These arguments are persuasive for all young children with special needs. However, they are particularly strong in the case of children with severe disabilities in whom the development of language, communication and social skills are affected as a result of their disabilities. Children who can benefit from early childhood special education and other forms of early intervention include children with:

l intellectual impairment and general learning difficulties, including children who are diagnosed as such from birth or soon after birth; children with multiple disabilities and children with certain syndromes, including Down’s Syndrome, form part of this group

l severe physical disabilities, including those with spina bifida and/or hydrocephalus, cerebral palsy and muscular dystrophy

l sensory disabilities, particularly those with severe visual impairment and those with profound or severe hearing impairment

l emotional and/or behavioural disorder

l delayed or disordered speech or language development

l autistic spectrum disorders.

Consideration of best practice in the United States and elsewhere leads to the conclusion that early intervention is effective when it provides high quality, intensive and clearly articulated programmes, delivered by highly skilled and carefully trained personnel in contexts of small group and individual instruction, and which are planned specifically to address individual, identified needs. Intervention programmes require a range of supports and services in order to maximize benefits to the child. These supports and services come through access to and coordination with other relevant agencies and professionals. They extend the focus of attention beyond the immediate context of the actual intervention programme to include the child’s family and home/community environment, providing a comprehensive web of support. Each element has its own clearly defined role but, equally, each contributes to the effectiveness of the other, necessary components of the intervention programme.

7.3 Identification and Assessment

A National Intellectual Disability Database has been established and planning is already underway to set up a similar database for physical and sensory disabilities. The existence of these databases will assist in planning services and policy at the national level. However, children with disabilities live at local level and each health board must maintain its own database to cover the broad range of disabilities.
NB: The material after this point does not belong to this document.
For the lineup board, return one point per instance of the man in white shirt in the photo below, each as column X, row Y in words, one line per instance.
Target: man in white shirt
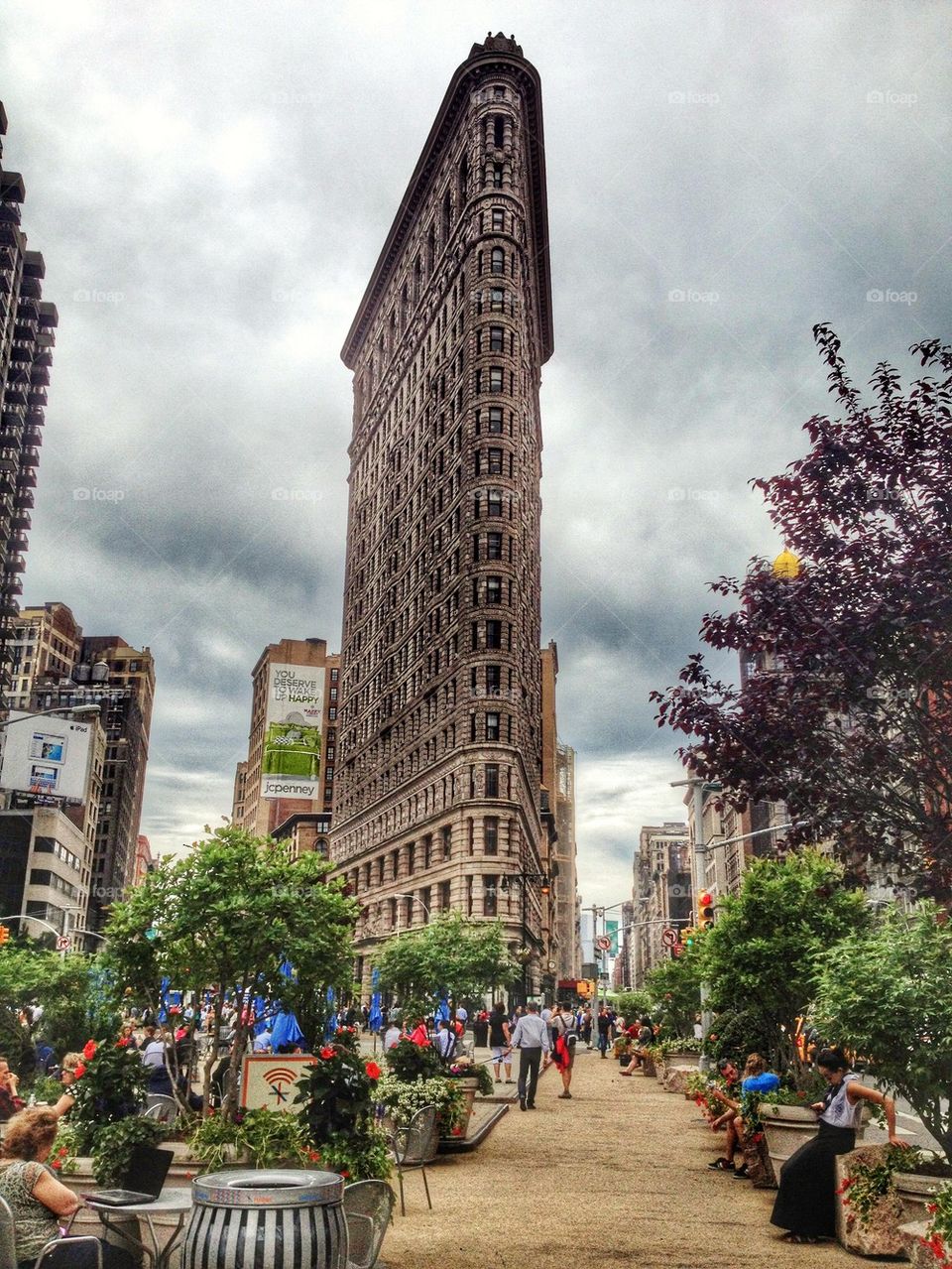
column 532, row 1040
The collection and recording of data must lead to appropriate planning of intervention services, including early childhood special education, at local level.

In the absence of accurate statistics for each disability category, only an estimate can be made of the numbers of young children who will require early childhood special education. Not all disabilities will be detected in the years before children reach the age of six years. Many children with mild intellectual impairment and the resultant general learning disabilities are identified only after some time in school. A reasonable estimate of the number of children who will require special education in the early years is about four per cent of an age cohort.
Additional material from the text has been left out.